Benaming van een in 1953 door het Biologisch-Archaeologisch Instituut in het centrum van Lhee opgegraven fundament van een middeleeuws gebouwtje.
Het 1 m brede fundament was opgebouwd uit veldkeien en had een binnenwerkse afmeting van 6 x 4 m. De bodem lag ca. een meter onder maaiveld. Vermoedelijk stond op de veldkeien fundering een bovenbouw in vakwerkbouw, maar of die één of twee verdiepingen hoog was, is niet bekend. Aardewerkscherven dateren het bouwsel in de tijd rond 1200.
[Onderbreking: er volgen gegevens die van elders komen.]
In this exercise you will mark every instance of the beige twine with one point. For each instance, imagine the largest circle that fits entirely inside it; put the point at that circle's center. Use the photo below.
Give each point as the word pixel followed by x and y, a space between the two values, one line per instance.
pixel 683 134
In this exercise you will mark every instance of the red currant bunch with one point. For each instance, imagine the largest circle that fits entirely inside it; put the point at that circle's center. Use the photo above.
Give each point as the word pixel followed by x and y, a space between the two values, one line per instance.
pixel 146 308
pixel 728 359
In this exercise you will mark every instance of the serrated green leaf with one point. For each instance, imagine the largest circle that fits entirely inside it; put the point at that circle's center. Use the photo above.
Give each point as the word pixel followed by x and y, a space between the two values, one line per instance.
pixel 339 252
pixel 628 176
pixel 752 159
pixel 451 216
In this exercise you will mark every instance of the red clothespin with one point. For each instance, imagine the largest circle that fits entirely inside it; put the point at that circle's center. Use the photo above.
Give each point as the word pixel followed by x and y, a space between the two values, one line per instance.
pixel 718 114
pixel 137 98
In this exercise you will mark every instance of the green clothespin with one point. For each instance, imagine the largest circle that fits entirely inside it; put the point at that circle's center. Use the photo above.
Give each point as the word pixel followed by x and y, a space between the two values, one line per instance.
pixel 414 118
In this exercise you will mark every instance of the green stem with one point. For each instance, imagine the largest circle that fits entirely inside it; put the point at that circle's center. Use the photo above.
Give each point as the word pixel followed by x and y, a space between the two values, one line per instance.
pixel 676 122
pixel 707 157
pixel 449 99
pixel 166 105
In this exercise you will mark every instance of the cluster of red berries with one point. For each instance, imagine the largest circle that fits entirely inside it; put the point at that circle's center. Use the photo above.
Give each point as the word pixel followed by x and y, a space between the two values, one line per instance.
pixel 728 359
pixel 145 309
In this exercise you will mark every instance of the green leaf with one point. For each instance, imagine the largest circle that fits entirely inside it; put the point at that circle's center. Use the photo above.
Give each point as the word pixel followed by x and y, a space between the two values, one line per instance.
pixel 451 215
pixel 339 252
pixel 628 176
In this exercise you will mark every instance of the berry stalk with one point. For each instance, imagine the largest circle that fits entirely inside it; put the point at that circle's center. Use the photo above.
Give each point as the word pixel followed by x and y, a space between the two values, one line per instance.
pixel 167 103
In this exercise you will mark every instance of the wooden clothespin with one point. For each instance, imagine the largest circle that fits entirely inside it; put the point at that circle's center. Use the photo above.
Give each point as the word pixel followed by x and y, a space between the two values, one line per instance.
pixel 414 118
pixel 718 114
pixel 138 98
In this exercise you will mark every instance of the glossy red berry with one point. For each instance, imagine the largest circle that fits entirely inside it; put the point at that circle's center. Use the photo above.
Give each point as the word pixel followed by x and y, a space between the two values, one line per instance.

Dit soort constructies is uit de prehistorie en de Vroege Middeleeuwen niet bekend. Vermoed wordt dat het gebouwtje gediend heeft als spieker, waarin de belasting die in natura (graan) werd geheven tijdelijk kon worden opgeslagen. Deze constructiewijze zou dan - net als de eerste stenen kerken - een innovatie zijn onder invloed van de nieuwe landsheer, de bisschop van Utrecht die sedert 1040 de scepter over Drenthe zwaaide. In 1986 werd een soortgelijke, maar iets kleinere spieker opgegraven in Zuidbarge.